TOKYO, May 13 (Pulse News Wire) – Renetjapangroup,inc. (3556.T) announced today that its board of directors decided to restructure its social care business through an intermediate holding company.
The company plans to transfer shares of three subsidiaries—SCJ Corporation, RJ Social Care Tokyo Kabushiki Kaisha, and RJ Social Care Nagoya Kabushiki Kai—to RJ Social Care Group Kabushiki Kaisha, which will serve as the intermediate holding company. This move aims to enhance operational efficiency and support the expansion of the social care business. In March 2026, RenetJapanGroup outlined its mid-term plan targeting up to 90 facilities by 2030, with revenue reaching up to ¥9 billion and Non-GAAP operating profit ranging from 14 to ¥1.800 billion. The restructuring will position RJ Social Care Group Kabushiki Kaisha as the intermediate holding company, making SCJ Corporation, RJ Social Care Tokyo Co., Ltd., and RJ Social Care Nagoya Co., Ltd. subsidiary companies.
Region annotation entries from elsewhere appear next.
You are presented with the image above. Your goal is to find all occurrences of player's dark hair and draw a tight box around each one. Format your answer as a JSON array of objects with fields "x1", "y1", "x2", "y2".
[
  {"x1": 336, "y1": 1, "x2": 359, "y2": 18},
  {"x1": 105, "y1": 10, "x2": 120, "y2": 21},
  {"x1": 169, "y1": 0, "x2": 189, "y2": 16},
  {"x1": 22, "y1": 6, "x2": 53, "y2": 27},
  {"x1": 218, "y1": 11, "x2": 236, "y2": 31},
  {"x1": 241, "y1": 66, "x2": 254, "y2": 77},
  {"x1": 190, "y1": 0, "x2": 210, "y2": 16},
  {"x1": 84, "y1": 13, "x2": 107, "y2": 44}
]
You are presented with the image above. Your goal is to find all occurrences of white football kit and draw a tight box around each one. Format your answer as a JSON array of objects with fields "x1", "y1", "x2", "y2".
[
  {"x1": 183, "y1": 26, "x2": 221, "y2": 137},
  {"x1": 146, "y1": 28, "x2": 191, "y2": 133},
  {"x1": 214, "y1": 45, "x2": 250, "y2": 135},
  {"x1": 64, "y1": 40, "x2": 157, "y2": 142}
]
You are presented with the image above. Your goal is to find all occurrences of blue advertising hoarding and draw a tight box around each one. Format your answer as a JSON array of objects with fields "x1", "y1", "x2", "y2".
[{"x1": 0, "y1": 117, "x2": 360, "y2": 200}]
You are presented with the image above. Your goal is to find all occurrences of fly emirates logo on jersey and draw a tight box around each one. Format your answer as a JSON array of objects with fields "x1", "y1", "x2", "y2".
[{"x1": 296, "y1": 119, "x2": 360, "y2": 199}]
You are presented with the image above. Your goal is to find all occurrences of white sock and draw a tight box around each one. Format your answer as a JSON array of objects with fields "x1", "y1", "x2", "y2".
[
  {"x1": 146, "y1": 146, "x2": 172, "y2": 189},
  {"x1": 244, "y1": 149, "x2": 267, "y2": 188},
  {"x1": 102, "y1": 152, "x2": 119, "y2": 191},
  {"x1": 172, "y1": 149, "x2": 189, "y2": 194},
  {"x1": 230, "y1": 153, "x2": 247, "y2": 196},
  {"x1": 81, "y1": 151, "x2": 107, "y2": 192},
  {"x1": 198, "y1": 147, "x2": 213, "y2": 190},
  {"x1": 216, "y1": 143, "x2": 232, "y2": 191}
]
Key details of the newly established intermediate holding company, RJ Social Care Group Co., Ltd., include a capital of ¥10 million, headquartered in Tokyo, Minato Ku Roppongi 3-1-1, Teikyu Building, 15th floor, with Mr. Shinji Suzuki serving as president. The company’s main activities involve managing its subsidiaries and related operations. Additionally, the transfer of shares is scheduled to take place on May 31, 2026. RenetJapanGroup anticipates minimal impact on its fiscal year ending September 2026 but expects long-term benefits for group value enhancement.
Further updates will be disclosed as necessary.